Далее, сэр Хьюберт. Здесь единственный возможный мотив — это страсть коллекционера. Такая страсть часто становится болезнью, и я не могу поручиться, что сэр Хьюберт не заражен ею. Он может пойти на многое, чтобы пополнить свою коллекцию. Но убийство?! И, опять же, временной фактор. Насчет вас я был особо пристрастен, но свидетельство горничной — неопровержимо; вы выкурили у себя в комнате две сигареты, да. У вас не было долгов. Деньги — это мотив большинства преступлений, и здесь он появлялся во всей красе. Я очень неохотно отказался от вас.
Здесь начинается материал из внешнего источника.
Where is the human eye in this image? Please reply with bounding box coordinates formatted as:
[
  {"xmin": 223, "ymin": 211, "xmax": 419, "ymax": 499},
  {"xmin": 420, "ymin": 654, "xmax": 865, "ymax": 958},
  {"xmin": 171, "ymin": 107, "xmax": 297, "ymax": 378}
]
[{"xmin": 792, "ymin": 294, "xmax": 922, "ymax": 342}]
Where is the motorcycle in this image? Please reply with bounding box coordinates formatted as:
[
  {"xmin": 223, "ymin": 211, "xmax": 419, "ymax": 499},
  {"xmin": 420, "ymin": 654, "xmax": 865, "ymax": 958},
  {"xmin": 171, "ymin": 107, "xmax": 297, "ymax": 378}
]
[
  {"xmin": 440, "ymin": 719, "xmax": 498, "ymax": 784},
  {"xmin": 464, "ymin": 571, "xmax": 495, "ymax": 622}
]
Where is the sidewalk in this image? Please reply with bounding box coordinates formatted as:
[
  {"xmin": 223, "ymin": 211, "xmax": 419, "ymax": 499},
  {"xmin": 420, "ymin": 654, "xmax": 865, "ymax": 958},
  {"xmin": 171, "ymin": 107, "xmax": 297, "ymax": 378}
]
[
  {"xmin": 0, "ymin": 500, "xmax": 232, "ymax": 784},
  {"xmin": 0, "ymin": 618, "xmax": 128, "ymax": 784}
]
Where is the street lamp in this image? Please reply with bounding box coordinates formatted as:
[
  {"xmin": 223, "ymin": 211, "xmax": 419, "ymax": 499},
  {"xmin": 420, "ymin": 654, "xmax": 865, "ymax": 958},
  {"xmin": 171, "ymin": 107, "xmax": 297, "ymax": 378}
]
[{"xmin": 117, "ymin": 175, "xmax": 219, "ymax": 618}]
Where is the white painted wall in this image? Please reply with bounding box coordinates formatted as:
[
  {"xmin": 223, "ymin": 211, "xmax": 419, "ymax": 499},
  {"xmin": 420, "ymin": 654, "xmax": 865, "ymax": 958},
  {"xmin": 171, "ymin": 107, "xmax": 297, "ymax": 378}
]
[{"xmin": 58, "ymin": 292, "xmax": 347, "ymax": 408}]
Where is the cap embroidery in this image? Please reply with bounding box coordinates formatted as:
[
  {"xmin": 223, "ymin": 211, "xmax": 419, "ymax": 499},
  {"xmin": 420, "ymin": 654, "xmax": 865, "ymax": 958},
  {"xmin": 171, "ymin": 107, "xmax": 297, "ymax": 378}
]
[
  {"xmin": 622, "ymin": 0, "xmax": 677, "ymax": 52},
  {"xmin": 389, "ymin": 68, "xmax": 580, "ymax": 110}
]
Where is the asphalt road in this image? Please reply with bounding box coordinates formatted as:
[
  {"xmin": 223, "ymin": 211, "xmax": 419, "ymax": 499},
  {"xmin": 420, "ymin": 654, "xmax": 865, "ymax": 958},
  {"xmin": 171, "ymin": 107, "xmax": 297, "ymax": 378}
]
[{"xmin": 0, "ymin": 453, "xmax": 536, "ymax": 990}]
Ну и так далее. Миссис Уайлд, которая после подслушанной вами и мисс Грант сцены оказалась во взвинченном состоянии, слишком мала ростом, чтобы совершить такое убийство. Мистер Уайлд открыл нам ее интересную фобию, относящуюся ко всяким ножам и лезвиям. Она была в долгах. Рэнкин оставил ее мужу три тысячи. И она сдвинула тело с исходной позиции — примечательный факт. Но она слишком маленького роста. Это снова заставило меня заняться изучением позиции нападавшего. Я поставил Банса на место Рэнкина, а сам встал позади него, у подножия лестницы. Стоя на нижней ступеньке, я не мог достать до него, будучи убежденным, что жертва стояла у подноса с коктейлем. С пола даже я вряд ли смог бы нанести тот удар, на который указывало положение кинжала. Так где же стоял нападавший? Как он подобрался незамеченным так близко? Каждый раз я, казалось, утыкался в тупик. Мы, конечно, получили все ваши отпечатки пальцев, осмотрели каждый дюйм стен и перил. На рукоятке кинжала отпечатков не было. Наконец мы сделали еще одно открытие. Среди путаницы отпечатков на набалдашнике внизу перил были слабые, но различимые отпечатки, оставленные двумя руками, вцепившимися в него сверху. Левая рука отпечаталась умеренно четко, но правая — совершенно иначе. Это был любопытный отпечаток, оставленный рукой в перчатке, которая надавила достаточно сильно, чтобы отпечатались швы перчатки и, местами, ее крупнозернистая поверхность. Это были неважные отпечатки, но мы сняли с них достаточно четкие оттиски, чтобы предположить, что это были правая и левая рука одного человека. Их расположение было странным. По ним представлялось, что человек стоял спиной к перилам, неуклюже выгнувшись назад над их изогнутым концом. Самая невероятная поза, если только… — Аллейн помолчал.